Darling girl, only time will tell




Hayatımda hiç günlük tutabilen insanlardan olabilmeyi istemediğim bir gün olmadı. Bugün gene bir video izlerken günlük görünce aklıma düştü. Önce içimden "bana göre değil kağıt kalemle yazmak, vazgeçtim sonunda." diye düşündüm. Sonra dedim neden kağıt kalem olmak zorunda olsun, sen delirdin sanırım? Teknolojiyi günlük hayatta bu kadar çok kullanıp da bunu düşünmemiş değildim elbete. Burda karşıma çıkan sorunda düzenli olmaktı. Aslında buna düzenli olmak denir mi emin değilim. Buna daha çok katı kurallar çerçevesine girme korkusu denebilir. Orda belli bir zaman içinde yapılması gereken bir şey varsa ve özellikle bu zaman bir gün gibi bir şeyse bu bana korkunç geliyor, koşarak uzaklaşmaya başlıyorum. Ha ödevlerimin makale teslimlerin günü yok mu? Elbette var ama bir hafta, on gün yavaş yavaş yazıp kendimi hazırlıyorum ona.
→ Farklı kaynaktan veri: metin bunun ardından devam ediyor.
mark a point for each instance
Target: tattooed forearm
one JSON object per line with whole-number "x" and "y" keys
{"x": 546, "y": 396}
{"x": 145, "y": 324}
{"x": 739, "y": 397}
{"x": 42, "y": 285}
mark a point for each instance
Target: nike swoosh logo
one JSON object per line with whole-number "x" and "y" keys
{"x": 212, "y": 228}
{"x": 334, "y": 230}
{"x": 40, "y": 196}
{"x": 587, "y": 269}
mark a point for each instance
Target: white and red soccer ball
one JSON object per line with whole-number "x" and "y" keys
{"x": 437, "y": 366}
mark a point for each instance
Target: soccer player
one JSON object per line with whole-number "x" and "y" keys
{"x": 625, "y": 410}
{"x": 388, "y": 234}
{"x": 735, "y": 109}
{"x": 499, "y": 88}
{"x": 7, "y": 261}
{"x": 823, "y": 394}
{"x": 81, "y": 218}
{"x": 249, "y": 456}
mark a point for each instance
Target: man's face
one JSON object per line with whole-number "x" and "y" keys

Son güne kalırsa büyük ihtimalle yapamam, o stres bana fazla. O yük bana fazla. Ama gene de deneyeceğim, en fazla 1 kere yazar, 1 yıl ara veririm gene bloga ne olacak. *insert gülmekten ağlayan emoji*
And here we go. Ayrı bir postla başlıyorum günlüğümü tutmaya.